What’s the number one piece of advice you’d give your younger self?
I think about this question sometimes, but I’ve never nailed down a very clear answer for myself. But a few nights ago, I was at dinner with a group of new friends of mine, who all knew each other (for the most part) from high school. I was talking to two of the guys, one in his mid-30s, and the other in his early 40s. We started talking about how hard it is to make new friends at this age. By ‘this’ age, I think the unspoken assumption was that this was your 30s and above.
It was interesting to hear men talk about this problem too. One of the guys mentioned that the last good friend he made was a worker at his local Dunkin Donuts. They realized they shared a similar sense of humor and started hanging out. I love that story!
Our most fertile time for making friendships seems to be when we’re young and in school. There seems to be something especially fertile about the high school environment for making new friends. We’re so vulnerable and open to the world.

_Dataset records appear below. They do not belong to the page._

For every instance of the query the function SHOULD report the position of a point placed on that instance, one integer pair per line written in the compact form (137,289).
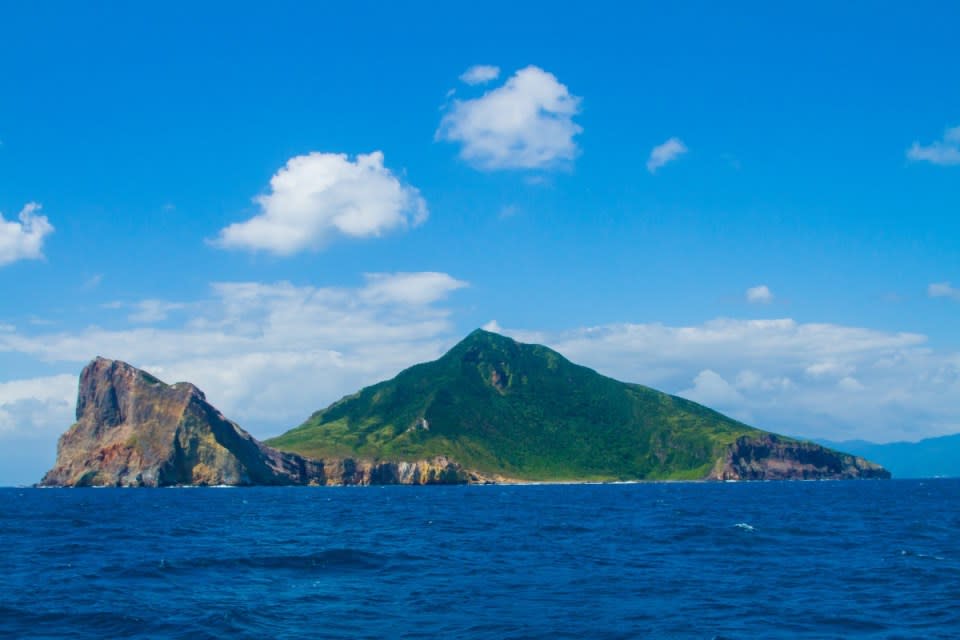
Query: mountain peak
(510,409)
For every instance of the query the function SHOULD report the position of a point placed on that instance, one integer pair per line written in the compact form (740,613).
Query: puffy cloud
(710,388)
(760,294)
(943,152)
(665,153)
(943,290)
(480,74)
(318,196)
(409,288)
(23,240)
(527,123)
(806,379)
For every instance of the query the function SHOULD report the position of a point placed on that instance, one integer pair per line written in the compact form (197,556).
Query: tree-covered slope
(522,411)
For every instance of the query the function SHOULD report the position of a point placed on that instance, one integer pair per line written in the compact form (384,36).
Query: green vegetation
(522,411)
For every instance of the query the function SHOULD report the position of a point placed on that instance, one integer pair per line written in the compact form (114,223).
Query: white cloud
(943,290)
(92,282)
(480,74)
(527,123)
(420,288)
(318,196)
(150,311)
(710,388)
(37,407)
(807,379)
(942,152)
(760,294)
(23,240)
(665,153)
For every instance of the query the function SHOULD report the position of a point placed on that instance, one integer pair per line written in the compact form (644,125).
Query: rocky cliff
(770,457)
(523,411)
(134,430)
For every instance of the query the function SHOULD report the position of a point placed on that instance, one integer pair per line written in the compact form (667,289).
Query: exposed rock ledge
(133,430)
(769,457)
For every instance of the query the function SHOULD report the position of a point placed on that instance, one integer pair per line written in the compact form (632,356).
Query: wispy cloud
(945,151)
(480,74)
(23,240)
(943,290)
(665,153)
(319,196)
(527,123)
(760,294)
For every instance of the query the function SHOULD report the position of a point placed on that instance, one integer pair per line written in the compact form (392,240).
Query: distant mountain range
(930,458)
(490,410)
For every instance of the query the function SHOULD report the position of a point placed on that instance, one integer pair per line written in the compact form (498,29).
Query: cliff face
(769,457)
(134,430)
(523,411)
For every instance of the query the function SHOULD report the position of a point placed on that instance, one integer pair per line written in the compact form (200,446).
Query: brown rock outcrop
(134,430)
(770,457)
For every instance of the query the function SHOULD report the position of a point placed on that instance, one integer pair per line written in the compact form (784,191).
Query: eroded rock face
(769,457)
(134,430)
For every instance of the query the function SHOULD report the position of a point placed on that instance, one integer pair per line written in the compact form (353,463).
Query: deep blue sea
(868,559)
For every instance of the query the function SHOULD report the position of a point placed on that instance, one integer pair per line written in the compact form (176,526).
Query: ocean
(865,559)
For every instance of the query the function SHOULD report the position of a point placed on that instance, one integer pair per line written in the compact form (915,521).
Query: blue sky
(755,207)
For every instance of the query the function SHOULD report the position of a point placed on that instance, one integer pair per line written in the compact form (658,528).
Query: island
(491,410)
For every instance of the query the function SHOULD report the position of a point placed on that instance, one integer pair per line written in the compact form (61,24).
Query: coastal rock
(523,412)
(134,430)
(770,457)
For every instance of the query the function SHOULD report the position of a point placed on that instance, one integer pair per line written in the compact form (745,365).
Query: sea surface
(867,559)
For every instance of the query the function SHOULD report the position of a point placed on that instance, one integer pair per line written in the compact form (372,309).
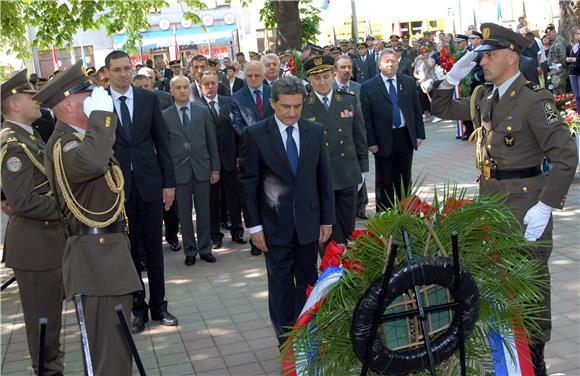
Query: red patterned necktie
(259,103)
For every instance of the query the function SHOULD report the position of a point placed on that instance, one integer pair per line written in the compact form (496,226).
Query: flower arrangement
(566,104)
(492,248)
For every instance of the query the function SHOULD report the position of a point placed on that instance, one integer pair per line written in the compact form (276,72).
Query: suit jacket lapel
(277,145)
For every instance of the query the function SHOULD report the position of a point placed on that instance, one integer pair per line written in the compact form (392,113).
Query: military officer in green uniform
(517,124)
(35,234)
(88,184)
(340,114)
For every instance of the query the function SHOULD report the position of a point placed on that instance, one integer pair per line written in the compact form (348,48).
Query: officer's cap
(318,64)
(18,83)
(496,37)
(73,80)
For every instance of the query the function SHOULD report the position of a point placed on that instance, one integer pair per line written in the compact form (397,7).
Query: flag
(177,52)
(55,61)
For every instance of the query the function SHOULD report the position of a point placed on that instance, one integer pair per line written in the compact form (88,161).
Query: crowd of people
(276,146)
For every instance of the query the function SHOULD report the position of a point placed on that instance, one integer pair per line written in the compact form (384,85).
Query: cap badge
(486,32)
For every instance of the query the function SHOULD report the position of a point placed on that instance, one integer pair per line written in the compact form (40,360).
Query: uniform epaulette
(535,87)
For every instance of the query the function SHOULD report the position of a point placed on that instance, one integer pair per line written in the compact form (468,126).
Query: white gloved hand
(99,100)
(461,68)
(536,220)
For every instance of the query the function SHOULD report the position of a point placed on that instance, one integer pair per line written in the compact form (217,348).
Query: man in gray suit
(343,74)
(194,151)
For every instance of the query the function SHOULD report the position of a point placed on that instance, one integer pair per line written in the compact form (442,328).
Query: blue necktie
(292,151)
(125,116)
(395,100)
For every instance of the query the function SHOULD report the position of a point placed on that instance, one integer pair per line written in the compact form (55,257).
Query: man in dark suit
(287,185)
(345,136)
(195,155)
(219,108)
(365,63)
(252,103)
(395,128)
(142,151)
(199,64)
(165,75)
(233,83)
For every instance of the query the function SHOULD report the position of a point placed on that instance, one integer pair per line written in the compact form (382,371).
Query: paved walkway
(224,328)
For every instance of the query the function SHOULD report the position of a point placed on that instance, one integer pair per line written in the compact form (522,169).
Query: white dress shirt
(387,85)
(129,101)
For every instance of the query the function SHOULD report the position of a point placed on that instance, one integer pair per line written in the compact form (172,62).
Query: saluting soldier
(516,124)
(35,234)
(340,114)
(88,183)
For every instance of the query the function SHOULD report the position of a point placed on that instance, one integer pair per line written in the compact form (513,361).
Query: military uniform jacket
(525,126)
(345,135)
(94,265)
(35,234)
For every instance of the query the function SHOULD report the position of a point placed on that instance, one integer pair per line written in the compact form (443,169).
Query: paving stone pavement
(224,327)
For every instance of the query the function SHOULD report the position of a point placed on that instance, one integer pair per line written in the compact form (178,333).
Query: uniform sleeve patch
(551,113)
(14,164)
(70,145)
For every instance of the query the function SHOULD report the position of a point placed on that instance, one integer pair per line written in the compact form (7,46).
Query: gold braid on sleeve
(115,182)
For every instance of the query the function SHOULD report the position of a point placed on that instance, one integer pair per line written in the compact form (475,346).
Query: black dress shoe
(208,258)
(165,317)
(175,246)
(138,324)
(362,215)
(239,239)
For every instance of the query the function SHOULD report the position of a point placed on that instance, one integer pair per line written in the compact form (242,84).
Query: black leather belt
(113,228)
(516,173)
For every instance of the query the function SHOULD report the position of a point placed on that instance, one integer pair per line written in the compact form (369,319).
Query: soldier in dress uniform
(517,124)
(88,184)
(35,234)
(340,114)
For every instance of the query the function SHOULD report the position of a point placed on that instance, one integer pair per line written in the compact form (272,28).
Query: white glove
(536,220)
(100,100)
(461,68)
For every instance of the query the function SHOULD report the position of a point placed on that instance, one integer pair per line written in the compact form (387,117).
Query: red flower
(332,255)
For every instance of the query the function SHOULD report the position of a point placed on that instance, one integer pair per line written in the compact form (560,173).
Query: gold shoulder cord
(115,182)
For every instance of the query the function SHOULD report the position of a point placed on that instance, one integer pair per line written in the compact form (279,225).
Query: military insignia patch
(13,164)
(70,145)
(551,113)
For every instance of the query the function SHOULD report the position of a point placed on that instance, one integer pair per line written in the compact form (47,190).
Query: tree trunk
(289,27)
(569,18)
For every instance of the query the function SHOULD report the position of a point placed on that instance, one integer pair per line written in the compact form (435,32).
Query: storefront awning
(221,34)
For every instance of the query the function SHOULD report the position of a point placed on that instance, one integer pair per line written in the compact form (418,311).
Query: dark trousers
(394,169)
(41,294)
(229,188)
(171,221)
(110,351)
(290,269)
(362,199)
(345,206)
(145,222)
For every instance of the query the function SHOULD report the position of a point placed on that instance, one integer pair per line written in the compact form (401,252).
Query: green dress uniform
(97,262)
(35,234)
(346,143)
(512,141)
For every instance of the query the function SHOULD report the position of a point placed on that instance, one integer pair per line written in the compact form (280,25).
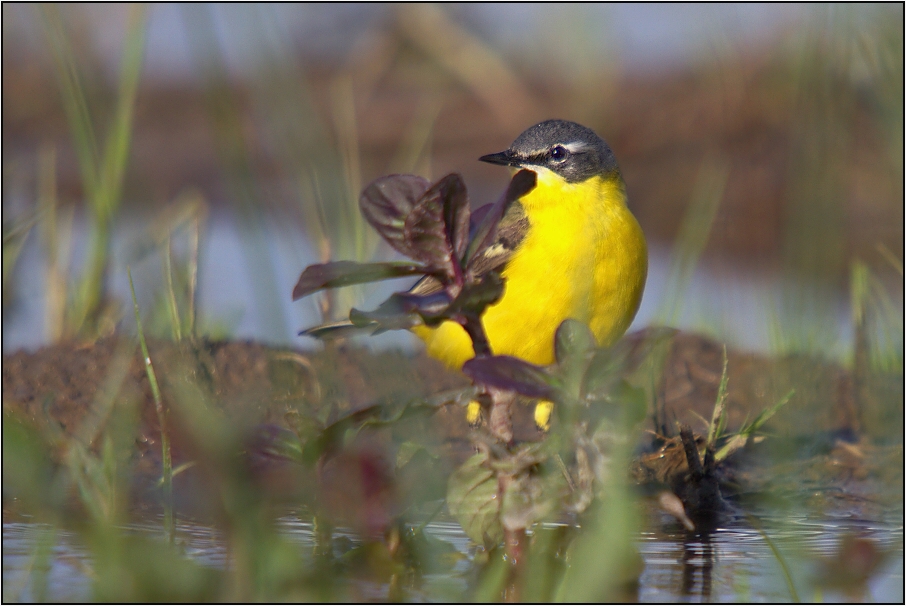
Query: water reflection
(728,564)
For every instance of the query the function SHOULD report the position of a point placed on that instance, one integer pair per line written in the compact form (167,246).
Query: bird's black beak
(505,158)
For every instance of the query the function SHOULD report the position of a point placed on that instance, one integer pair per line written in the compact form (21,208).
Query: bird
(569,248)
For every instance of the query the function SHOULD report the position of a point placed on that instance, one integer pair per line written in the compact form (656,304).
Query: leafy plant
(506,487)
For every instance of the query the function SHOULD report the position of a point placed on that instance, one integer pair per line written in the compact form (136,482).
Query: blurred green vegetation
(845,73)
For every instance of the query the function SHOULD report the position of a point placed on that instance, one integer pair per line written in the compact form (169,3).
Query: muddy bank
(72,391)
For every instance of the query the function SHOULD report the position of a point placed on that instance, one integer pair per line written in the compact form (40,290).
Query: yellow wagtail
(570,248)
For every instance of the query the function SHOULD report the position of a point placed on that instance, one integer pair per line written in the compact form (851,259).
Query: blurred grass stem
(167,463)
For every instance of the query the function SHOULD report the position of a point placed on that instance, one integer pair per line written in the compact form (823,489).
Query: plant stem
(167,462)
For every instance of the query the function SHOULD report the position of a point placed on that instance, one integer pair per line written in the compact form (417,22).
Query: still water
(732,564)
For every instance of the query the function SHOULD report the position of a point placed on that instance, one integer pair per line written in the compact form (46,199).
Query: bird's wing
(510,233)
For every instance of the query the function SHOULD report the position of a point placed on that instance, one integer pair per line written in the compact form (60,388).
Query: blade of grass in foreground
(167,463)
(102,170)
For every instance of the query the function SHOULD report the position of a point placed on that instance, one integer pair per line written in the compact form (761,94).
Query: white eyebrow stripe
(575,147)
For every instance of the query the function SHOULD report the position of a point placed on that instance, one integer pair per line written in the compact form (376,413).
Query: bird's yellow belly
(587,263)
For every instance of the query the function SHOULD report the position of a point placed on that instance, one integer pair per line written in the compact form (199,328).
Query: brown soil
(66,390)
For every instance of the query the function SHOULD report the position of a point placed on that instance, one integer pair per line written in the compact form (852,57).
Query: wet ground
(817,464)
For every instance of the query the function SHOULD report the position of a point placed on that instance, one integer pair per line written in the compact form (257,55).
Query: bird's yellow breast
(583,257)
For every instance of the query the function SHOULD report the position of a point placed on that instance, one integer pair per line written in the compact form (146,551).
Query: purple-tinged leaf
(401,311)
(456,213)
(438,224)
(344,273)
(484,231)
(507,372)
(387,202)
(475,297)
(473,500)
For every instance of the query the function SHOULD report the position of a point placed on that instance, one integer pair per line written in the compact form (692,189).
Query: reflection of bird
(569,249)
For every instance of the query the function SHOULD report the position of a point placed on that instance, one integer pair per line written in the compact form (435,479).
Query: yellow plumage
(583,257)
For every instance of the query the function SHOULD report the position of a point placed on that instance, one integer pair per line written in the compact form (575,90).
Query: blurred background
(219,149)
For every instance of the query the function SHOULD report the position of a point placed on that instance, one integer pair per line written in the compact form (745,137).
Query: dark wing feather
(510,233)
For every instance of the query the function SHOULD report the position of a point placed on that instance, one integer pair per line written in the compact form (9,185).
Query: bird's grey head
(571,150)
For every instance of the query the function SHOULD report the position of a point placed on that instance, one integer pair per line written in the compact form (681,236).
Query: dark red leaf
(387,202)
(438,224)
(506,372)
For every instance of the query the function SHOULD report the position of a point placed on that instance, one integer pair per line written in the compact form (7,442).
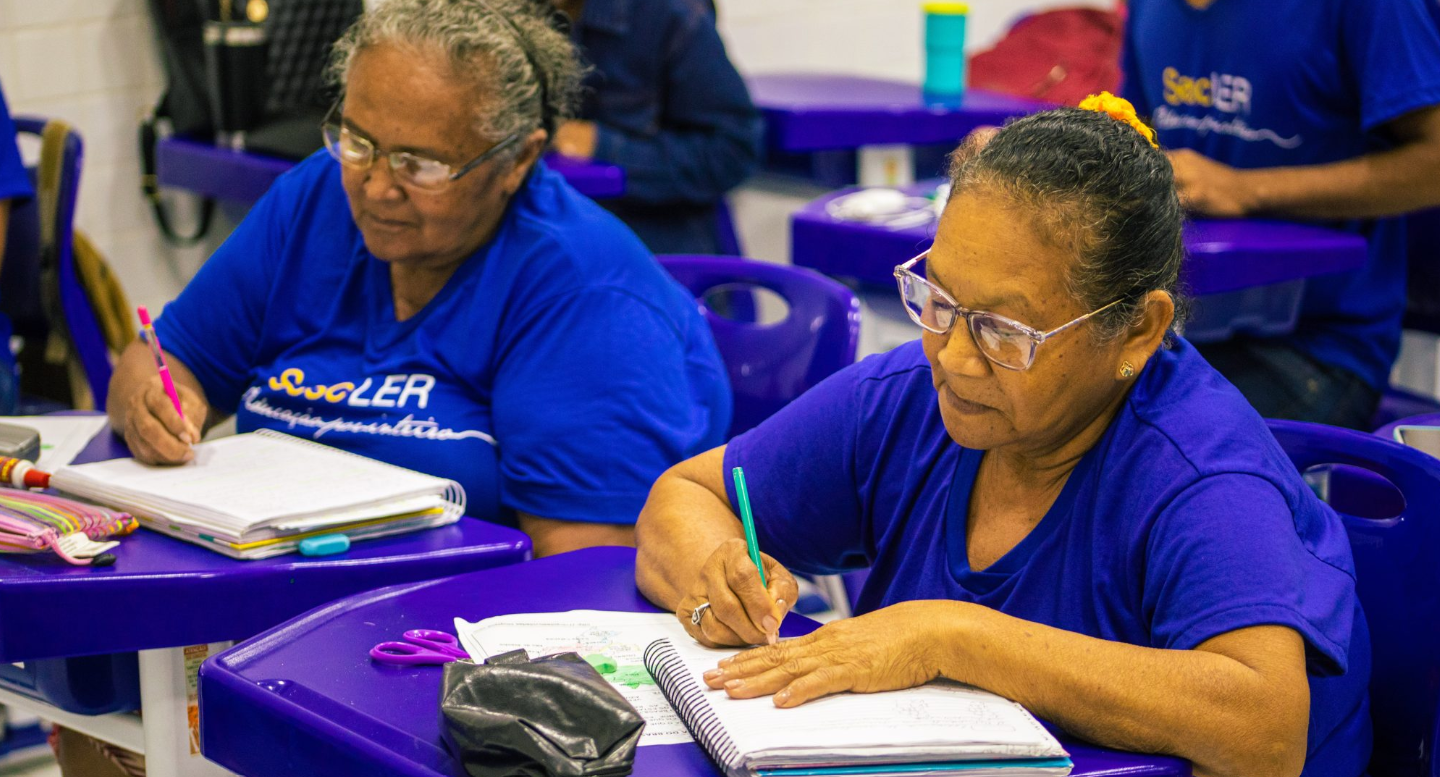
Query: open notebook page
(246,481)
(935,723)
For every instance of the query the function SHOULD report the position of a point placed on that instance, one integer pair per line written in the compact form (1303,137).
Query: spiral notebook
(938,728)
(259,494)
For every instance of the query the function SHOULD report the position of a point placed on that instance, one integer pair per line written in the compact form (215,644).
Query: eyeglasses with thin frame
(359,153)
(1004,341)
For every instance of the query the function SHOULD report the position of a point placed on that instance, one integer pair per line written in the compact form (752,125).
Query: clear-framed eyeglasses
(359,153)
(1005,341)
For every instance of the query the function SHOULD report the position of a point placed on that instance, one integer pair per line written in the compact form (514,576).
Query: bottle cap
(951,9)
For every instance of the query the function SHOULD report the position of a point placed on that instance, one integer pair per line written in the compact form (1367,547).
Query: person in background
(425,291)
(1318,110)
(664,102)
(1040,511)
(15,186)
(15,182)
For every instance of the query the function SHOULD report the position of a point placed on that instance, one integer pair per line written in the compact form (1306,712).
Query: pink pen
(160,359)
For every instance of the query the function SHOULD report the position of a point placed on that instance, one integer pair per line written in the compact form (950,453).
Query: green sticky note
(602,664)
(632,675)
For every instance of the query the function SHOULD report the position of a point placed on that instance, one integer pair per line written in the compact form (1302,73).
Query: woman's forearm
(1239,714)
(686,518)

Anyway. Back to my one piece of advice. I’d tell myself to hold on tight to those friendships. I mean, I did and that’s the best thing I ever did, but I would have tried even harder. I had one best friend in high school who felt as close to a soulmate as I had experienced, and who I kept up a very close friendship with until our early-mid 20s. But we had a devastating falling out. Probably the biggest regret of my life was not trying harder to make that work.
But the point is – you’ll never get the chance to make friends like the friends you’ll make from when you’re pre-18. You can’t know at that age that those are the people who will be the emotional backbone of your adult life. They will be your memory keepers. So I would say to my teen self – make friends – as many as you can – and hold on tight.